According to the FDA Web site, "any time a company wants (the agency) to approve a new drug or biologic prior to marketing it must submit an application along with a fee to support the review process."

Companies also pay annual fees for each manufacturing establishment and for each prescription drug product marketed. The process is based on the Prescription Drug User Fee Act, which lets the FDA collect fees from companies that produce human drug and biological products.

The Federal Food, Drug and Cosmetic Act provides waivers to small businesses for their first human drug application. To meet the criteria, companies must have less than 500 workers and must not have an approved and available drug.

Winston says it met all those criteria and that the Small Business Administration declared it a small business, but the FDA insisted that drug companies GenDerm and Northbrook Testing were affiliates. Both companies had filed a new drug application with the FDA.

The FDA told Winston that it considers all business affiliates, even those that no longer exist, when determining whether to grant a small business waiver, according to Winston's federal complaint. Winston denies that the companies, which have been dissolved or merged, are its affiliates.

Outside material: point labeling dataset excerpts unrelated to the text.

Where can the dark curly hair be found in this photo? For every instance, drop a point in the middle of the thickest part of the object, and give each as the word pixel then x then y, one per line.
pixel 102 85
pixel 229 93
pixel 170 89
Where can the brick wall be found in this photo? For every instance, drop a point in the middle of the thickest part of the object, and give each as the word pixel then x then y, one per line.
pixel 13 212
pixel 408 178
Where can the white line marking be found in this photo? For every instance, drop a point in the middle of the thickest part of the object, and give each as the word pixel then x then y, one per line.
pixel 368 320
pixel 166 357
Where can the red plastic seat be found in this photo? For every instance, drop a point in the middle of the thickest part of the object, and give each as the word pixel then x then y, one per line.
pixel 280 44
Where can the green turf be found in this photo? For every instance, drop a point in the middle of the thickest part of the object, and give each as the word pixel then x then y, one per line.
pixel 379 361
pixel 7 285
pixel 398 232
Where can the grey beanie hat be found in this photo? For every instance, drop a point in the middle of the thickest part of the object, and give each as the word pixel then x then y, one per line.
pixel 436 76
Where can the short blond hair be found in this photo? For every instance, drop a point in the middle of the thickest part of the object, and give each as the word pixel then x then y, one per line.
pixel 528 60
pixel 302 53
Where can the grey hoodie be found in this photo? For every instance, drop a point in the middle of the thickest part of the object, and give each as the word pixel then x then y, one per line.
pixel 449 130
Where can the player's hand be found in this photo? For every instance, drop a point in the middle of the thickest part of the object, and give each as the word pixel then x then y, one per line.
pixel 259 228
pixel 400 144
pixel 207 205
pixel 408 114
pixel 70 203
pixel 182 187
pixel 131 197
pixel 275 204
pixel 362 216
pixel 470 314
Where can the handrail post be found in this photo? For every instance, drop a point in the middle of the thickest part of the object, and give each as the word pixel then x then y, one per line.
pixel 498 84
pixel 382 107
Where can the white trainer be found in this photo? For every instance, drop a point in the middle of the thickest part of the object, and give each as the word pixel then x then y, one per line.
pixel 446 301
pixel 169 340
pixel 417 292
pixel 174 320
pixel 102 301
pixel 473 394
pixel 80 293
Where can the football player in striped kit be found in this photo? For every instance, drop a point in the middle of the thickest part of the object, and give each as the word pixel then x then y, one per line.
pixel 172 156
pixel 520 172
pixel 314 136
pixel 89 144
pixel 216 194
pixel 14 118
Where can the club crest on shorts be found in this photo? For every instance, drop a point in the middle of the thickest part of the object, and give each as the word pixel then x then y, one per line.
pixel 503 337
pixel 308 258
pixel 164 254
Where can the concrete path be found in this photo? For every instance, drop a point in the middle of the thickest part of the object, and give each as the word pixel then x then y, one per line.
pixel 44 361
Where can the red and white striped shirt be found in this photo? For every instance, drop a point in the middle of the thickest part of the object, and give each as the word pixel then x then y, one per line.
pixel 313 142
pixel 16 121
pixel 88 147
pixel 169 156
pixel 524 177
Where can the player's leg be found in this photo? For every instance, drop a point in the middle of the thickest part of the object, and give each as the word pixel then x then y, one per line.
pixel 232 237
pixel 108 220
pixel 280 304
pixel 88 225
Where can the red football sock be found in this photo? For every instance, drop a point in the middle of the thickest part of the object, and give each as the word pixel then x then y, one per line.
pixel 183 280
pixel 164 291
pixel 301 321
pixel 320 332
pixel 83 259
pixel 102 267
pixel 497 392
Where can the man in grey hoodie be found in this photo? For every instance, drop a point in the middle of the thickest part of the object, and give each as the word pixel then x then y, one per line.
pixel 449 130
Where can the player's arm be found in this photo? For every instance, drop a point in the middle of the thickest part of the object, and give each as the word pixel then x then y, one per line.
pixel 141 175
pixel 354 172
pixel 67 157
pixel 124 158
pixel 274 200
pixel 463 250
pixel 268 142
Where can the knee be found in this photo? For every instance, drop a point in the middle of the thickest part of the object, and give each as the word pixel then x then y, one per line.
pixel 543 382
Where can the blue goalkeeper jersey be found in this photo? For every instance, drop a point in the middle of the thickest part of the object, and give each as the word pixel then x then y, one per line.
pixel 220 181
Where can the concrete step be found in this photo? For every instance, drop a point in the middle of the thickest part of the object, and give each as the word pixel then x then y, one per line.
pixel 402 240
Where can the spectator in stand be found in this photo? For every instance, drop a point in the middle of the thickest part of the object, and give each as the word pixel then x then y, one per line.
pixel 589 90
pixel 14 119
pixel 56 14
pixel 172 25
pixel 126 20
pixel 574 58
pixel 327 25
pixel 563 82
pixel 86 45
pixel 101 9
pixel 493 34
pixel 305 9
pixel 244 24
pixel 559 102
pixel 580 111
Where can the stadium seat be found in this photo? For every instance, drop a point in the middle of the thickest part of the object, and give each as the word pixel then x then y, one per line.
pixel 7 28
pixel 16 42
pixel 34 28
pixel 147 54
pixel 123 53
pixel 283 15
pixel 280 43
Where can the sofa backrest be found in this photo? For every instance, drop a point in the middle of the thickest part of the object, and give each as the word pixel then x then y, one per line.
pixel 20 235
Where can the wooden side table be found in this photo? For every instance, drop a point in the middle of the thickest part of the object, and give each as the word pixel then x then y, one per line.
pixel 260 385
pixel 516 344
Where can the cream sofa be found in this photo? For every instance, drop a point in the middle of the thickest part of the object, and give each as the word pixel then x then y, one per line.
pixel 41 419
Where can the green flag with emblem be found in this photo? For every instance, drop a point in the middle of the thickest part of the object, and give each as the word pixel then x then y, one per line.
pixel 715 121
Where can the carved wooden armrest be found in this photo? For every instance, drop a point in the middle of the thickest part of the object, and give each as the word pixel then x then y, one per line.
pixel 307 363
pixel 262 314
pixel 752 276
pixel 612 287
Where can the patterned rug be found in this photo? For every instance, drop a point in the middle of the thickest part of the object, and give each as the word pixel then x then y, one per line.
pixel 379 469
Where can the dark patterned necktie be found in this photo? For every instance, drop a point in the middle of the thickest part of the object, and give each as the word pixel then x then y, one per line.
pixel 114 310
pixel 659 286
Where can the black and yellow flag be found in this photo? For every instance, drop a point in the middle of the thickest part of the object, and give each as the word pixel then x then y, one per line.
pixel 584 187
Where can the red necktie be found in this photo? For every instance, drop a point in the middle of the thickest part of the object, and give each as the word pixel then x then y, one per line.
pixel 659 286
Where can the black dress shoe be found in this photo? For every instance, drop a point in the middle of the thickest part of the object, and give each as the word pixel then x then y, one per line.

Winston says it can't pay the exorbitant fee and says the FDA's fee waiver is arbitrary, capricious and abusive, made on no lawful basis or authority.

Winston sued U.S. Dept. of Health and Human Services Secretary Kathleen Sebelius, and Dr. Margaret Hamburg, Commissioner and Senior Officer of the FDA.

It seeks declaratory judgment, an injunction and the fee waiver. It is represented by William McErlean with Barnes, Thornburg.